To be clear, I don’t think, as hyperventilating polemicists argue all the time, that America is walking into a replay of 1933 under You Know Who. The conditions of Germany then were so far removed from what obtains in the U.S. today that constantly invoking Hitler blinds us to the real lessons of the time. Weimar Germany was a fledgling democracy traumatized by catastrophic defeat in war, hyperinflation and depression. An electoral system almost designed to generate paralyzing political instability invited both acts of political violence and executive authoritarianism. Above all, Weimar and its institutions were still teenagers when they succumbed so meekly to Hitler’s putsch. The American republic is 247 years old and counting.

But there are still lessons for our current political culture. We can see in contemporary extremists of both left and right echoes of the tactics the Nazis deployed—especially the way in which they mobilize language.

Take how Shirer explains the success of national socialism, tracing its roots in Hitler’s early years and writings. Amid the vomit of hatred and paranoia that characterizes most of his autobiographical Mein Kampf, consider how this passage resonates today: “All great movements are popular movements, volcanic eruptions of human passions and sentiments, stirred either by the cruel Goddess of Distress or by the firebrand of the word hurled among the masses; they are not lemonade-like outpourings of literary esthetics and drawing room heroes.”

This is an essential political truth—arguments, ideas and theories are no match for the ability to channel the raw power of popular sentiment, which can be raucous and savage. The history of the Republican Party in the past 10 years has been exactly this: the triumph of “the firebrand of the word” over the “lemonade-like outpourings of drawing room heroes.”

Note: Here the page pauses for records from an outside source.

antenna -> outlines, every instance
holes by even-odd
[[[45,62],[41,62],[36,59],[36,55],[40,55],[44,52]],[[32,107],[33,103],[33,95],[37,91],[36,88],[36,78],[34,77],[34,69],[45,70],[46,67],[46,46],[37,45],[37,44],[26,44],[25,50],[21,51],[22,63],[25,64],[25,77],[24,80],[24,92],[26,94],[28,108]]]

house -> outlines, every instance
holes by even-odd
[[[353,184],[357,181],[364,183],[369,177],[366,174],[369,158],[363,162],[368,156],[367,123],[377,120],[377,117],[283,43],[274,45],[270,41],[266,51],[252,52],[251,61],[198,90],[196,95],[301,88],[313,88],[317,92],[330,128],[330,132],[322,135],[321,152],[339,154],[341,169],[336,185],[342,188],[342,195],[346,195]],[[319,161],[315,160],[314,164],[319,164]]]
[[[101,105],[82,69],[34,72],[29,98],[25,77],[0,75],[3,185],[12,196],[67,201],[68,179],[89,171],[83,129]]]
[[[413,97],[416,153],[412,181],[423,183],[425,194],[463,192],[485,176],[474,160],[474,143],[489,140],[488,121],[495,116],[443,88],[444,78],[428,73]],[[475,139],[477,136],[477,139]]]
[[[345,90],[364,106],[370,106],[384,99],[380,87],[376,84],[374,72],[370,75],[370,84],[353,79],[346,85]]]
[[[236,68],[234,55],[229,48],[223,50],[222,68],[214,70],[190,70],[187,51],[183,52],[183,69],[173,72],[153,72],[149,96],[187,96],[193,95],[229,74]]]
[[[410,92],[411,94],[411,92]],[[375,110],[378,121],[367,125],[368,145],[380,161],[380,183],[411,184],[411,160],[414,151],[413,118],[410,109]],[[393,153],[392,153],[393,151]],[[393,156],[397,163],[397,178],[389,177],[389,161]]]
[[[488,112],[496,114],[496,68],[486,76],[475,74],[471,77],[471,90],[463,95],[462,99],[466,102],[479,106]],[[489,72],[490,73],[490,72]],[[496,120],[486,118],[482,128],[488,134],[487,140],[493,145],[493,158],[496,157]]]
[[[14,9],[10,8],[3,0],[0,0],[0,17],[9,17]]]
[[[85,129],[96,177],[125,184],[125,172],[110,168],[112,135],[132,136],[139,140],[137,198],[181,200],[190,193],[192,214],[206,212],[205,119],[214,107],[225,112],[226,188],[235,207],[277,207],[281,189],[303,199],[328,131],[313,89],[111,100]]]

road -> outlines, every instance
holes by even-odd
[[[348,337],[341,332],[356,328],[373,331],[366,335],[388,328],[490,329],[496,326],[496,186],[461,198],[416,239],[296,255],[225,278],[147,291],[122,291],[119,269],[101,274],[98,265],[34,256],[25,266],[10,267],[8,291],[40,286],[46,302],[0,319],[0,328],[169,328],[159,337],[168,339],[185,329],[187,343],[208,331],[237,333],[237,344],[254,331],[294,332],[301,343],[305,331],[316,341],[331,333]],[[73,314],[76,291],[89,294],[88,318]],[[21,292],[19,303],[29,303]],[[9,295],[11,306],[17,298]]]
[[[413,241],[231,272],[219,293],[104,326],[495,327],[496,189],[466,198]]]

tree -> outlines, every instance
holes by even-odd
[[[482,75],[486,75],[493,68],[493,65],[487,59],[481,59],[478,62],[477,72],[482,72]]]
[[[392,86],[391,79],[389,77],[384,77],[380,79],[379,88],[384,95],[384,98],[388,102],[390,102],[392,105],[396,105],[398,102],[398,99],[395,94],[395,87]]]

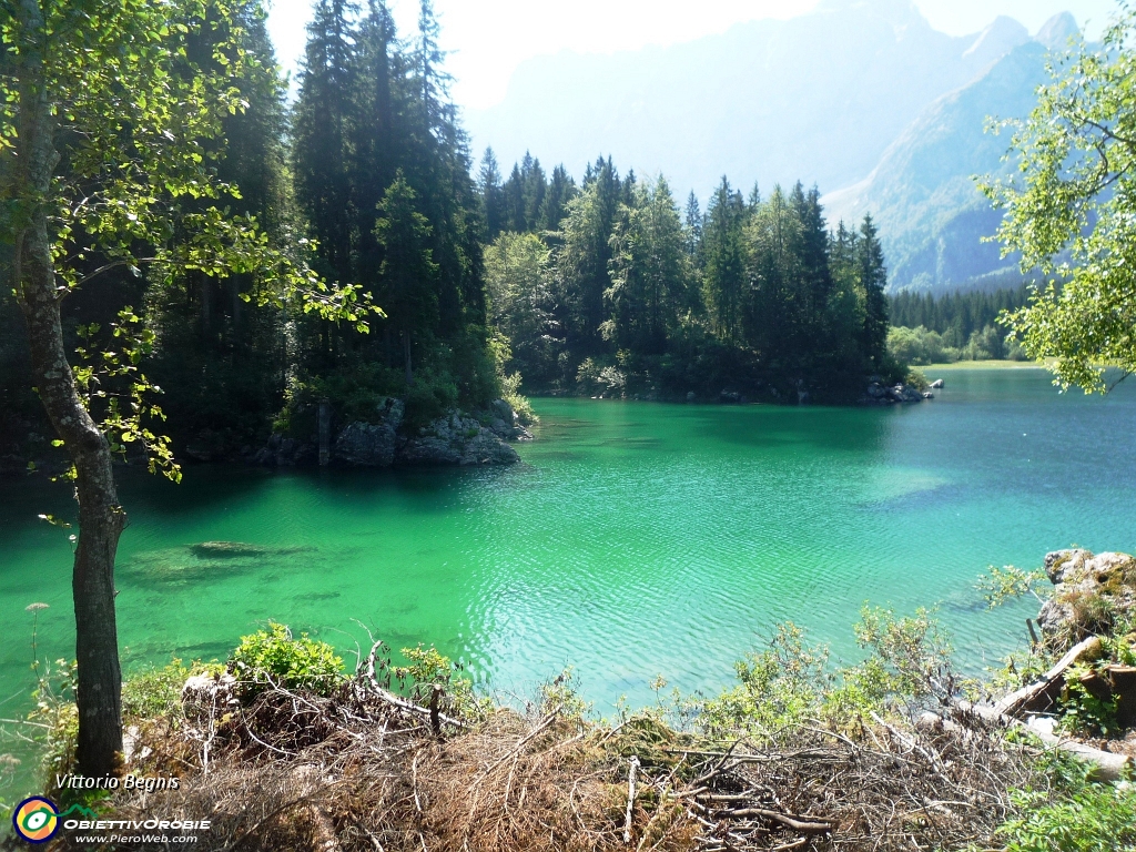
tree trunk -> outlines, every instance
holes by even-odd
[[[410,332],[402,333],[402,362],[407,370],[407,387],[415,383],[415,374],[410,368]]]
[[[115,551],[126,515],[115,492],[110,446],[83,407],[64,349],[48,212],[51,174],[59,159],[52,139],[43,72],[43,17],[37,0],[19,0],[18,156],[15,195],[20,225],[15,284],[27,323],[32,373],[48,417],[75,462],[78,548],[72,588],[78,660],[78,769],[100,777],[122,760],[122,671],[115,625]]]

But there are also warnings about the left from those interwar years. In “The Third Reich in Power,” the second book in Evans’s trilogy, he examines how the National Socialist government went about literally implementing the totalitarian idea that sought to harness every aspect of life to the regnant ideology. So in science, we had “Aryan physics” and “Nazi mathematics.” The latter emphasized geometry over algebra because it was thought to be closer to the supposed model of perfection of their race.

This mad—but dangerous—derogation of scientific truth to an ideology of human racial identity sounds disturbingly close to what our dominant “progressive” ideologues are doing on campuses and in public spaces when they tell us that math is racist and seek to silence dissenting ideas.

We aren’t Nazi Germany. But history is full of examples of how ordinary people can be driven by exigent circumstances and manipulative leaders into some very dark places.